For a desk audit involving straightforward relief claims on an employment-only return, a tax agent is useful but not essential — you can respond yourself. For a field audit involving business income, property transactions, or international income, engage a licensed tax agent. If the audit escalates to an investigation, engage a tax lawyer — a tax agent can handle the numbers, but an investigation involves legal arguments about intent and culpability.

What if I cannot find receipts for a relief claimed 3 years ago?

The relief will be disallowed for that year, and you will owe the additional tax. If the missing receipts are substantial, the auditor may expand the scope of the audit to other years on the assumption that if records are missing for one year, they may be missing more broadly.
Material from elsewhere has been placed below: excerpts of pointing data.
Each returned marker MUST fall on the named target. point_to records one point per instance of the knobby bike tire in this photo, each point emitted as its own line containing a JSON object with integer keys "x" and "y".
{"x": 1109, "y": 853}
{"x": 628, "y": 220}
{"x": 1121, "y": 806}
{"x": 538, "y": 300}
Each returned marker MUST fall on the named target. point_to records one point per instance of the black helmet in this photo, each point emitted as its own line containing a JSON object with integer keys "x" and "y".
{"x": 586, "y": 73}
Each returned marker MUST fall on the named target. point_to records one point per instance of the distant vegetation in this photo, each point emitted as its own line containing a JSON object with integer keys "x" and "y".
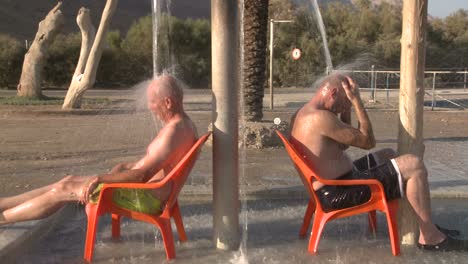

How long does an audit take?

A desk audit typically concludes within 1-3 months from the notification letter to the final adjustment. A field audit can take 3-12 months depending on complexity. If you dispute the findings and appeal to the SCIT, the process can extend to 2-3 years.

Can I negotiate the penalty percentage?

Yes, in most cases. Penalties for ordinary negligence are discretionary and auditors have a range. Being organised, cooperative, and prompt in your responses consistently leads to lower penalty percentages. Aggressive, evasive, or obstructive behaviour during the audit produces the opposite.

What happens if I ignore the audit letter?

The audit proceeds without your input. LHDN makes its own determination based on the information available to it — which means your returns are assessed without the supporting evidence you could have provided. The result is typically a maximum-deficit assessment against you. The additional tax becomes payable within 30 days, and LHDN can commence recovery action including garnishing bank accounts, issuing a travel restriction, and filing a civil suit for the unpaid amount. Never ignore an audit letter.